Mr. Noyes teachings of “Complex Marriage” raised more than a few eyebrows in the outlaying areas. He believed that there were no marriages in heaven and that numerous partners was the will of God. This is not to be confused with polygamy, as any type of formal union or partnership was discouraged. Sex was consensual and pregnancy was prevented by “male continence,” perhaps better understood as the withdrawal method with a twist. Ejaculation of any type was forbidden.
As many know, the withdrawal method is not the most successful form of birth control, and, as a result, the community did see many births over the years. As each male and female child reached puberty at around 14 years of age, they were initiated into the group’s sexual practice by male and female elders of the community. This particular custom was to be the demise of Mr. Noyes and his dream.
In the 1870s, some couples had begun to live together and to marry. Many began questioning the rights of elders to have sexual privileges over the virgins of the community and whisperings of statutory rape were bandied about. At the same time, law was passed in the state forbidding the mention of birth control, and outsiders started taking exception to what they perceived as concubinage. With internal and external pressures rising, Mr. Noyes’ utopian community was forced to dissolve in 1880, and he fled to Niagara Falls, Ontario, where he remained until his death in 1886.
The Oneida legacy is still evident today. Sitting on a sloping landscape of manicured gardens, the Oneida Community Mansion is a testament to one man’s charismatic control. From 1848 to 1880, the mansion was built in several stages on 40 acres to house its growing community. What started as a migration of 45 members from Putney, Vt., grew into 300 men, women and children over the course of 30 years. To accommodate the growing membership and births, the home expanded into a 93,000 square foot architectural beauty that served as a place of worship, a home and a workplace for the believers of the Perfectionist Community.
The mansion originally held decorative common rooms to encourage a shared family atmosphere, and a communal kitchen with a large oven for baking and preparing of meals. Each member’s private rooms remaining simple and functional. Today it is managed by The Oneida Community Mansion House, a nonprofit organization that oversees this National Historic Landmark. The building holds the Oneida Community collection and offers tours, educational programs and special events. It contains apartments, overnight lodgings, conference rooms and a restaurant. Its immensity can only be seen by walking the grounds.

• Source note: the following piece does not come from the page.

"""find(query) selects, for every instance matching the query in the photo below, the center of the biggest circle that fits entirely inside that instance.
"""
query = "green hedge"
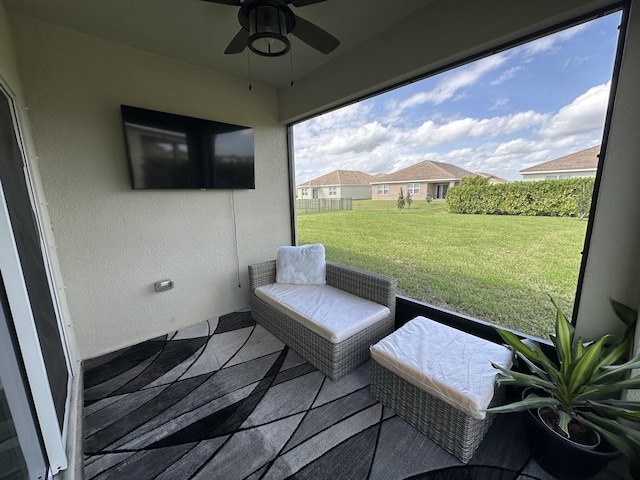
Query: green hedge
(557, 198)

Mr. Noyes encouraged entrepreneurship when it came to work. He realized that to survive, the community needed to be productive and the fruits of it labors must compete outside the walls of the mansion. We can assume that this twist on communistic living was to be advantageous to future growth of its silverware manufacturing. The community made their living by selling various goods to the surrounding townsfolk: canned fruits and vegetables, animal traps, silk thread, and eventually, forks, knives and spoons made from silver. The latter were the beginnings of what we know today as Oneida silverware.

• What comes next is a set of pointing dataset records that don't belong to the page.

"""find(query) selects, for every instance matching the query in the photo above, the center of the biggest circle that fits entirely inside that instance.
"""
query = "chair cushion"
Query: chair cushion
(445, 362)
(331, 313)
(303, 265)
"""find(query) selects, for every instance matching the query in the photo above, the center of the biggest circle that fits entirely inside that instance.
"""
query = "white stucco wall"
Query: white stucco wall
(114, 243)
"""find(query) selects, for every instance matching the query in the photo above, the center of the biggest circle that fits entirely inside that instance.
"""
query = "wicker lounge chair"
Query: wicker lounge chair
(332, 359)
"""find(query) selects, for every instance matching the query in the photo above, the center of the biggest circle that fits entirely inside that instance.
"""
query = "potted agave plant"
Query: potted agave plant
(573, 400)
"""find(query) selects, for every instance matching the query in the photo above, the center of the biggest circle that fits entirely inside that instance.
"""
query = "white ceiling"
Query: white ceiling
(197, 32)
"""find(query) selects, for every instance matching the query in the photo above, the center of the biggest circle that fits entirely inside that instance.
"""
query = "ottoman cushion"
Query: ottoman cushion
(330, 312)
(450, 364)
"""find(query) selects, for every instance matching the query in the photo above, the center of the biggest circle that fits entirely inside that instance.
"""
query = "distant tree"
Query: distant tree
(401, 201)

Though the community dissolved in 1880, there was one glitch, however. The manufacturing of silverware had proven to be a lucrative enterprise, to the tune of around $600,000.00 in holdings. To solve this business dilemma, the holdings were turned into a corporation called Oneida, Ltd. and shares were divided among the members, male and female alike. The brand survives today, and the products are, perhaps paradoxically or perhaps fittingly, used by many families in the celebratory meals honoring their own religious traditions.